3. The third remedy is sharing our sorrow with a friend. I recall here the friend of Renzo in Manzoni’s great novel The Betrothed. Finding himself alone in his deserted home ravaged by the plague and mourning his family’s horrible fate, he tells Renzo: “What has happened is horrible, something that I never thought I would live to see; it’s enough to take away a person’s joy for the rest of his life. But speaking about these things with a friend is a great help.” When we are sad, we tend to see everything in tints of gray. So, an effective antidote is opening our hearts to a friend (or, if you have such luck, a good spiritual director or therapist.)

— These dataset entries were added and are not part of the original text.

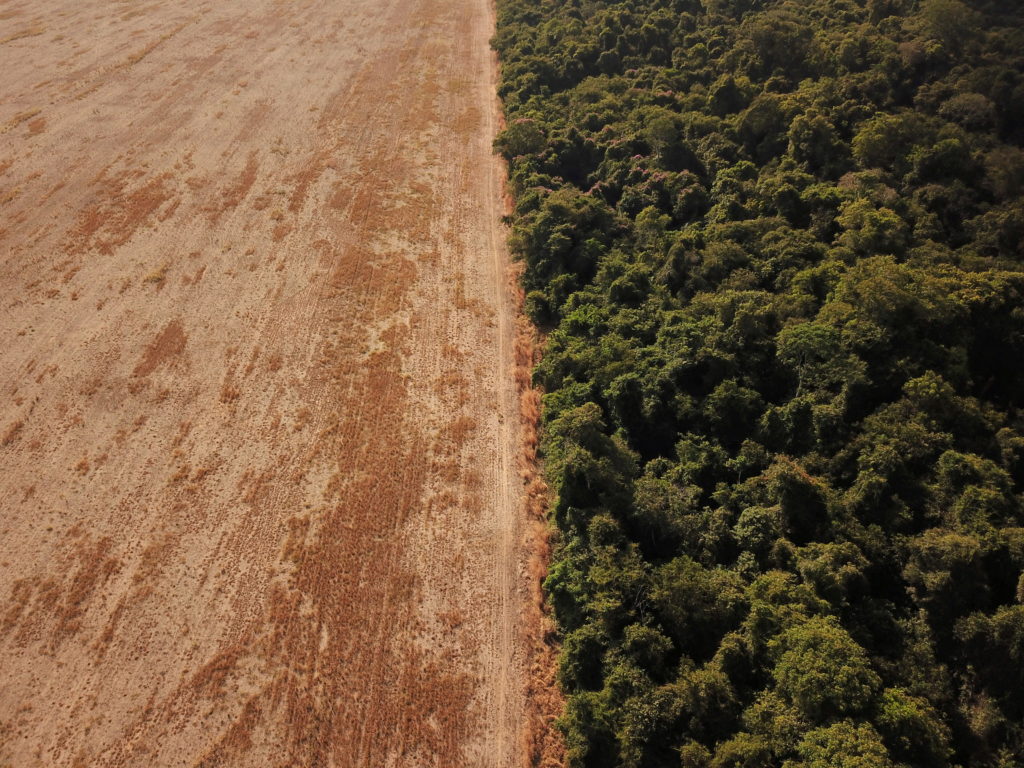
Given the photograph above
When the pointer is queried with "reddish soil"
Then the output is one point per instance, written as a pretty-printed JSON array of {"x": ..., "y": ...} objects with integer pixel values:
[{"x": 261, "y": 465}]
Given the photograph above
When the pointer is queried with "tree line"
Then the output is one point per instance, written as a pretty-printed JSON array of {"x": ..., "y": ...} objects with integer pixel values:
[{"x": 777, "y": 248}]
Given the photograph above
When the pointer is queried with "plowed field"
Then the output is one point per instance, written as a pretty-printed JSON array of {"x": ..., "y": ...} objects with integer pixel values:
[{"x": 259, "y": 502}]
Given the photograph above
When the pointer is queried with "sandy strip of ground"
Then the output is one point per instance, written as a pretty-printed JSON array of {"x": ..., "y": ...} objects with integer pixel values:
[{"x": 258, "y": 496}]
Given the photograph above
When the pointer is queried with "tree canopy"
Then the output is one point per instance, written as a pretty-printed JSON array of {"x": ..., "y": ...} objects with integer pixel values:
[{"x": 776, "y": 249}]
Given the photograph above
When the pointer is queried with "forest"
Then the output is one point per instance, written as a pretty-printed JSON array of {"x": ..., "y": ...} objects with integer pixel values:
[{"x": 776, "y": 250}]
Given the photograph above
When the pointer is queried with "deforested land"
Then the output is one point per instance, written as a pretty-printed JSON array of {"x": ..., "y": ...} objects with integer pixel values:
[{"x": 260, "y": 492}]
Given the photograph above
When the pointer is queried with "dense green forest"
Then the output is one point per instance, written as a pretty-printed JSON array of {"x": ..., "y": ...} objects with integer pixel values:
[{"x": 777, "y": 248}]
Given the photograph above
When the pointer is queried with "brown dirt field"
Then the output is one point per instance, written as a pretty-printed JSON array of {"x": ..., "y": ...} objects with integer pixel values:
[{"x": 261, "y": 465}]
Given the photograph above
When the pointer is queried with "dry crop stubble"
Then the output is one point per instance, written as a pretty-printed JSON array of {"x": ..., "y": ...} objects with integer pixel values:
[{"x": 263, "y": 462}]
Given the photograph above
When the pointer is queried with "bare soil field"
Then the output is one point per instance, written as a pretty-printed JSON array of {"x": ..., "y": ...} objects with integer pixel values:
[{"x": 259, "y": 494}]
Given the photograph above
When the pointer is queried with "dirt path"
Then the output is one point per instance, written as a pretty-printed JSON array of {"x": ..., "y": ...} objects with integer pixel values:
[{"x": 259, "y": 503}]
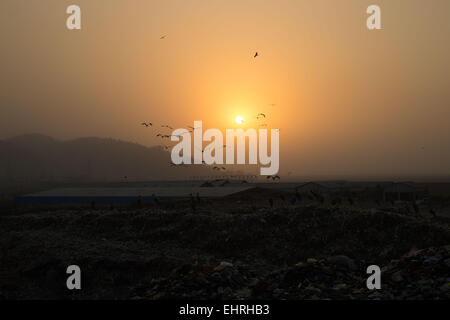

4. The fourth remedy against sadness is contemplating the truth. Contemplating the “fulgor veritatis,” St. Augustine speaks of the splendor of truth in nature or a work of art or music, which can be an effective balm against sadness. A literary critic, a few days after the death of a dear friend, was scheduled to speak at a conference about the topic of adventure in the works of Tolkien. He began by saying: “Speaking about beautiful things to people interested in them is, for me, a real consolation.”
5. The fifth remedy suggested by St. Thomas is perhaps something we wouldn’t expect from a medieval thinker. The theologian says that bathing and sleeping are wonderful remedies against sadness! It’s a profoundly Christian viewpoint that to alleviate a spiritual malady, one must sometimes resort to a bodily remedy. Since God became Man and took on a body, the separation between matter and spirit has been overcome in our world.
I apologize for the rhetorical tone of this essay, but it was originally penned to be given as a talk and not a polished piece of writing. But let that be. Let us summarize. Being cheerful is not just being jolly or having an upbeat or optimistic character. Being cheerful is being just and knowing how to submit our negative feelings to our Christian virtue of hope. It is a manly virtue that helps others and ourselves on our brief journey to heaven. Permitting ourselves to be sad, discouraged, or depressed is a kind of “spiritual sensuality” that we all must flee. And when we do feel sad, remember humility, prayer, “smile therapy,” and the five wonderful remedies of St. Thomas Aquinas.
Love this. We don’t often hear about cheerfulness. Dad used to talk about it but this explanation certainly explains it better. Thank you😃
I love this too…it’s awesome to see how such a simple, beautiful act can make someone’s life so much better! I need to come back to this regularly. Fr. Bruce, it’s written so well in my opinion, thank you for giving us wise counsel!